I still maintain Kudos to Dmitry for catching it and being proactive on it. most people never look at things like that until after it "suddenly" breaks.
you could drill those out to 1" and put grade 8 one inch - and it will still wallow those holes. the metal they make those with will just do that with a two bolt design. two vertical and two horizontal with the proper lockwashers/nylocks would be better, but since they ship them to be assembled by store crew - all in the name of profit - is just a bad plan in the long term. lots of people get hurt and killed out there on the highways.
for occasional use and keeping an eye on it - might get by your whole life with it the way it is currently.
target consumer is basically weekend warrior - but just like a C- is a passing grade - why not do your best.
I would weld it if it was mine. I have done just that to a lot of them, for these reasons.
I too have cleaned up and hauled off a lot of messes caused by people that should not have been towing. I have retired, and I do not know who is filling that gap now.

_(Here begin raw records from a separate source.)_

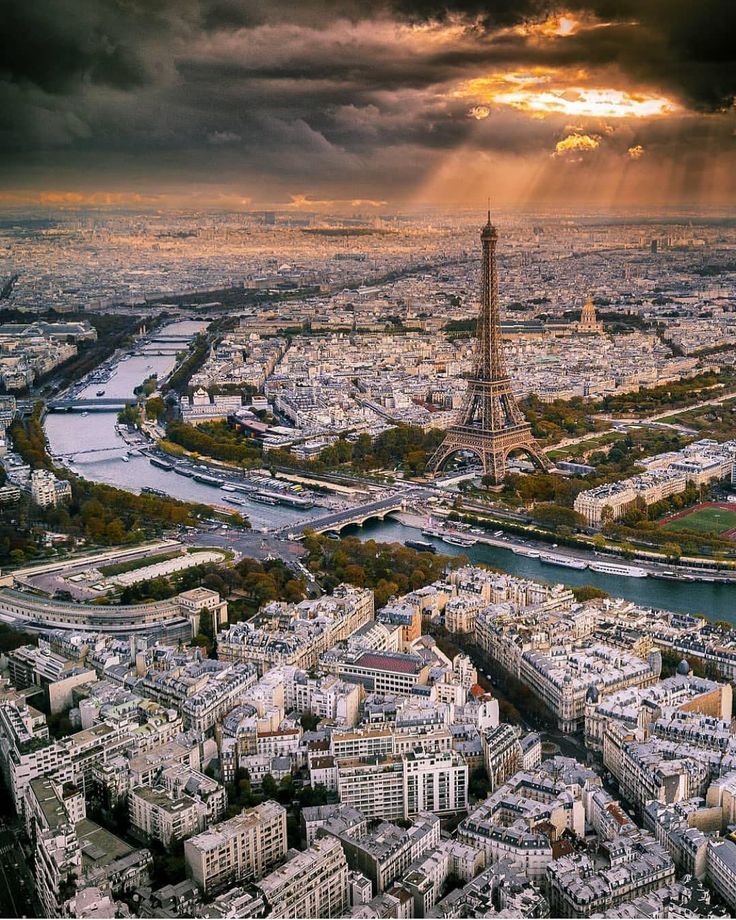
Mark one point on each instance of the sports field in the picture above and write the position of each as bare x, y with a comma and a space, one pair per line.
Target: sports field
708, 518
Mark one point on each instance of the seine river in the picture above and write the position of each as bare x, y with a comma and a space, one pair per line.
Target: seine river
74, 433
717, 602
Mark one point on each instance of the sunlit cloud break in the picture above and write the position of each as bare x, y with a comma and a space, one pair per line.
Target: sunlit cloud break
576, 144
540, 93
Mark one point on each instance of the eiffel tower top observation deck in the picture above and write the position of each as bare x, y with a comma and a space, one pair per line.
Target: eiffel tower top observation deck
490, 424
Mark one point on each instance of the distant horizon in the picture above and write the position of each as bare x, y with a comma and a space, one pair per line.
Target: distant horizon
398, 103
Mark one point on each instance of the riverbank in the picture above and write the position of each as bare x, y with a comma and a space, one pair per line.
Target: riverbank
710, 599
668, 570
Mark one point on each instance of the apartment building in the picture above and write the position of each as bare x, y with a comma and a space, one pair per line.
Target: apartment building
155, 813
310, 884
57, 855
580, 885
242, 848
721, 869
296, 634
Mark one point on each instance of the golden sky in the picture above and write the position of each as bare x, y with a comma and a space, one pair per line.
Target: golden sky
364, 107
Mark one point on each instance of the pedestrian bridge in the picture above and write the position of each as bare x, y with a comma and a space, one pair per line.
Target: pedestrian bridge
357, 515
98, 404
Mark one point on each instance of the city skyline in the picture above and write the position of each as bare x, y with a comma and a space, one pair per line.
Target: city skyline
343, 107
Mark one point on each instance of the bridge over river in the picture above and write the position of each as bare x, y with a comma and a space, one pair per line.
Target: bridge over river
357, 515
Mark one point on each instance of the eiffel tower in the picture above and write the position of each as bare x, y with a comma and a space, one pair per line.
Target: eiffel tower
491, 424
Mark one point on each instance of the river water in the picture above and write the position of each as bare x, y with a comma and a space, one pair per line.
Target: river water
715, 601
74, 433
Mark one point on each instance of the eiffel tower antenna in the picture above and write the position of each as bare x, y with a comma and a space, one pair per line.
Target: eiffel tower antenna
491, 424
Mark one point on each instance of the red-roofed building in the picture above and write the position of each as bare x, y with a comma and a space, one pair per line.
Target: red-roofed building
383, 672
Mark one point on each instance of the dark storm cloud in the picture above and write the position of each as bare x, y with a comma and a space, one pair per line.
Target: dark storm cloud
687, 46
322, 91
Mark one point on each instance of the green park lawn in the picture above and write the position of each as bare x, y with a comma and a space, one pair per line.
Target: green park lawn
704, 520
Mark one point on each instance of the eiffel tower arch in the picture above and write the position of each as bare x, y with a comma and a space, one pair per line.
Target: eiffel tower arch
491, 424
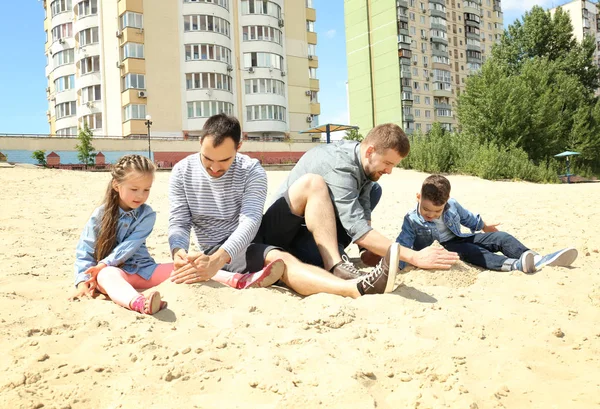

I ran a piece of very heavy 2x2 box tube steel on one a guy had that problem with and bent - and made the tongue almost a foot longer - the geometry fit his S-10 better, all of a sudden he could back it in off the street in one pass. I am sure I will get some angry retort to that - but it has been fifteen years and he still uses it way too hard, and it is still holding up. we just put new bearings in it last weekend. (almost too late!)When you finally decide to weld that hitch on (and you should) do yourself a favor and weld some 2x2" box tube across the width of the trailer everywhere the factory used angle iron. You can thank me later for that little tidbit. We bent the angle that hitch attaches to, once I welded the 2x2 on the bottom of it that trailer the trailer is way better.